Tingkat Adab Digital Masyarakat Indonesia pada 2021 Terburuk di Asia Tenggara

Tingkat keadaban digital masyarakat Indonesia dinilai terburuk di Asia Tenggara.

Youtube
Media Sosial
Rep: Fauziah Mursid Red: Agung Sasongko

REPUBLIKA.CO.ID,  JAKARTA -- Tingkat keadaban digital masyarakat Indonesia dinilai terburuk di Asia Tenggara. Hal tersebut adalah hasil survei yang dilakukan Microsoft bertajuk Digital Civility Index (DCI) pada tahun 2021.

Baca Juga

Deputi Bidang Revolusi Mental, Pemajuan Budaya, dan Prestasi Olahraga Kementerian Koordinator Bidang PMK Didik Suhardi dalam rapat penguatan diseminasi media Gerakan Nasional Revolusi Mental (GNRM) mengatakan 47 persen media digital digunakan untuk hoaks dan penipuan, 27 persen untuk ujaran kebencian, dan 13 persen untuk diskriminasi.

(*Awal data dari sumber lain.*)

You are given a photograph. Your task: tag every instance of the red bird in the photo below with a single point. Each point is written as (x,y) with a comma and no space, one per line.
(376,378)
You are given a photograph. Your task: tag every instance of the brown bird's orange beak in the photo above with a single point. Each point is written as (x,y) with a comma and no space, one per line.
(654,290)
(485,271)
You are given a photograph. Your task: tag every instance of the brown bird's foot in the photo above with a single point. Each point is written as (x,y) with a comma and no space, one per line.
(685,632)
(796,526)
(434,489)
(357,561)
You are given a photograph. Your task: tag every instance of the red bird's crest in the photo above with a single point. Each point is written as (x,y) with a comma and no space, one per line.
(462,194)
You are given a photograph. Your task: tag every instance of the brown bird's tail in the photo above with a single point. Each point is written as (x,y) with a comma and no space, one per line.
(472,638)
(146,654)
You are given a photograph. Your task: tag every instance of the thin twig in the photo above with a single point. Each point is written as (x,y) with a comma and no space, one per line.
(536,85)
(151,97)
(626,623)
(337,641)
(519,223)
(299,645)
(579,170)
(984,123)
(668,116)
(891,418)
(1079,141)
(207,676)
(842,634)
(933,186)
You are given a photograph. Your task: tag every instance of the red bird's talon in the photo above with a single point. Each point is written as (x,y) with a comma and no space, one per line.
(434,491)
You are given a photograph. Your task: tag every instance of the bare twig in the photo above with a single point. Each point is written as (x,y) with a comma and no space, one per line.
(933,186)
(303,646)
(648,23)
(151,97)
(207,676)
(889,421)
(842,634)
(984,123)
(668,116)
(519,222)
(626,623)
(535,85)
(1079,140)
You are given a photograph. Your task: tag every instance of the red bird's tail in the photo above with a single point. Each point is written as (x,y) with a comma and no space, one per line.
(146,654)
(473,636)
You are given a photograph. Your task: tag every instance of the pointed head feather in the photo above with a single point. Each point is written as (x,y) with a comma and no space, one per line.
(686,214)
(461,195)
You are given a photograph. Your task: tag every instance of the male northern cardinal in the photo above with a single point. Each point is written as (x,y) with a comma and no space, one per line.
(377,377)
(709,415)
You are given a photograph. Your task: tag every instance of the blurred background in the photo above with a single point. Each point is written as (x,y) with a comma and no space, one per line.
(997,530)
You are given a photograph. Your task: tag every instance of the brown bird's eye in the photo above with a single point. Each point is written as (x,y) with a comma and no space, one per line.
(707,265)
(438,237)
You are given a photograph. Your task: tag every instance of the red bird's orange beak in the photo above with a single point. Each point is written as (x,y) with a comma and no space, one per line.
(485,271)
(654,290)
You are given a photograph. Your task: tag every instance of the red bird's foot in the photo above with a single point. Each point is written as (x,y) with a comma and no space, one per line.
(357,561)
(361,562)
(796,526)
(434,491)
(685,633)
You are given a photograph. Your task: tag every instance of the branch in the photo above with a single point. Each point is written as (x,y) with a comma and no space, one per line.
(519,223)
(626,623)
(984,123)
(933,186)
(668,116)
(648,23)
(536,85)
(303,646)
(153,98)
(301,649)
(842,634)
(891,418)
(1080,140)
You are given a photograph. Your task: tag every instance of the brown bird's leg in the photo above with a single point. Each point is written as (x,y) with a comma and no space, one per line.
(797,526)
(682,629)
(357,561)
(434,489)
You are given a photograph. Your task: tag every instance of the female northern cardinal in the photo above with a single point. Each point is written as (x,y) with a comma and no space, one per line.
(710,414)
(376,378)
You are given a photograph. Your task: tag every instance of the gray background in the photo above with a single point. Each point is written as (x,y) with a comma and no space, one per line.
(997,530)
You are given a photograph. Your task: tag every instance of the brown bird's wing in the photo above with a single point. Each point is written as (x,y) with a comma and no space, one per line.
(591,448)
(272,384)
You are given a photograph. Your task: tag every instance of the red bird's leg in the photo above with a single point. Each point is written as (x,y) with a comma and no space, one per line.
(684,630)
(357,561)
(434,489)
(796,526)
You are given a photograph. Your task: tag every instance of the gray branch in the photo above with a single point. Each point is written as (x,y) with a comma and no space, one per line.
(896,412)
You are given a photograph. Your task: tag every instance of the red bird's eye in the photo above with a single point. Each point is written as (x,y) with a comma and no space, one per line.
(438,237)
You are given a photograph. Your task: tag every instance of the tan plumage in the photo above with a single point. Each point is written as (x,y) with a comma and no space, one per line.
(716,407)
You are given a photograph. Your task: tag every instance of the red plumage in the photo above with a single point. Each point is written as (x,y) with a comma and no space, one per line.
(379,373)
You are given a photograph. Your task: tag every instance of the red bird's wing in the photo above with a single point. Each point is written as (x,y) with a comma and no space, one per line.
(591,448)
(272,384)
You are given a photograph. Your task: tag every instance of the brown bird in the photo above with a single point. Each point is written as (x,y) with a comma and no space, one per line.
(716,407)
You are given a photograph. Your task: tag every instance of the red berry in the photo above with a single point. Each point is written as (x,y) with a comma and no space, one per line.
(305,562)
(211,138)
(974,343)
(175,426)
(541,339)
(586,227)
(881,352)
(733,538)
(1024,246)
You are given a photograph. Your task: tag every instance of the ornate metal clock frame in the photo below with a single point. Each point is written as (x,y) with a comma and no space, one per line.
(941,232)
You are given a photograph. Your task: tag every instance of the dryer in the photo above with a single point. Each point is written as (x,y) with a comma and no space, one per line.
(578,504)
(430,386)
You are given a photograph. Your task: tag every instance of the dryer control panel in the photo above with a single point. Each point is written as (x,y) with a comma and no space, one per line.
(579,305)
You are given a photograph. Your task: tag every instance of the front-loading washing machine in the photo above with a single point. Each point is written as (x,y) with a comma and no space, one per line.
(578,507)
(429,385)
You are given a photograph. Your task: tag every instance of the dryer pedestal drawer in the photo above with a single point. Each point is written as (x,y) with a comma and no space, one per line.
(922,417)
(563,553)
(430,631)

"Sangat memprihatinkan. Data menyebut 47 persen media digital digunakan untuk hoax dan penipuan, 27 persen untuk ujaran kebencian, dan 13 persen digunakan untuk diskriminasi," kata Didik dikutip dari keterangan resmi, Selasa (5/7/2022).

Karena itu, Kemenko PMK mendorong penguatan nilai-nilai revolusi mental melalui media sosial (medsos). Dalam rapat penguatan diseminasi media bersama inisiator aplikasi media sosial Symbolic.id Sabrang Mowo Damar Panuluh penting untuk memperbaiki adab masyarakat digital.

"Untuk itu, hari ini kita akan berbincang dengan Mas Sabrang untuk mencari peluang memanfaatkan sebuah platform sebagai cara untuk meningkatkan nilai keberadaban media kita," kata Didik.

 

 

Didik mengatakan, tidak dapat dipungkiri, saat ini media sosial didesain kebanyakan untuk mencari profit, bukan tertuju pada penggalian nilai-nilai (values). Menurutnya, dunia informasi bergerak dengan cepat dan media sosial menjadikan komunikasi sebagai wadah yang sangat luas.

"Untuk itu perlu social engineering yang tepat yang dibangun dengan panduan value local wisdom masyarakat kita. Kita punya gotong-royong dan sangat in line dengan falsafah Islam fastabiqul khairat," katanya.

Dia memastikan kehadiran pemerintah dan akan melibatkan institusi sosial seperti universitas, ormas, dan sebagainya. Sebab, diperlukan kolaborasi gotong royong dana dari para pelaku usaha melalui CSR, sponsorship, beasiswa, dan kalangan filantropi. 

"Diperlukan peran negara untuk menguatkan kembali nilai gotong-royong dengan  pengembangan investasi sosial yakni tenaga, dana, dan ilmu," kata dia.

Didik menambahkan, penguatan gotong-royong dalam struktur di media sosial juga akan menghasilkan mental model. Khususnya, adanya tanggung jawab komunal tentang pentingnya kerukunan, kebersamaan yang hadir dari pola-pola sosial-budaya.

 

 

Sebab, harus diakui, struktur sosial dalam media sosial ditemui dengan hadirnya distribusi kepercayaan dari jumlah follower, like, dan dominasi nilai popularitas. "Oleh karenanya terbangun mental model perlombaan popularitas, eksitensi lebih penting daripada fungsi," ujar dia 

Dia mengatakan, adanya ruang sosial tidak hanya untuk berdialog, tetapi juga untuk belajar. Karenanya, penting untuk mengimplementasi nilai gotong royong di sosial media melalui penggunaan investasi keilmuan, pendampingan yang membangun impact terhadap masyarakat.

"Dan akhirnya terbangun mental model untuk berlomba berbagi manfaat dan dampak," ujarnya.

Didik Suhardi menambahkan, Kemenko PMK juga akan membahas lebih jauh Sinergi dengan BPIP, Kemendikbud Ristek, dan Kominfo tindaklanjut hasil rapat hari ini. Dia berharap kolaborasi ini nantinya bisa membangun konsep gotong-royong dalam rangka meningkatkan indeks keadaban digital pada masyarakat. 

 

“Semoga menghindarkan mentalitas-mentalitas negatif masyarakat dalam berperilaku di media sosial. Penguatan nilai-nilai revolusi mental seperti etos kerja, gotong royong, integritas melalui media sangat penting, terlebih dengan potensi bonus demografi di masa mendatang. Harapannya kita terhindar dari disaster demography," kata Didik.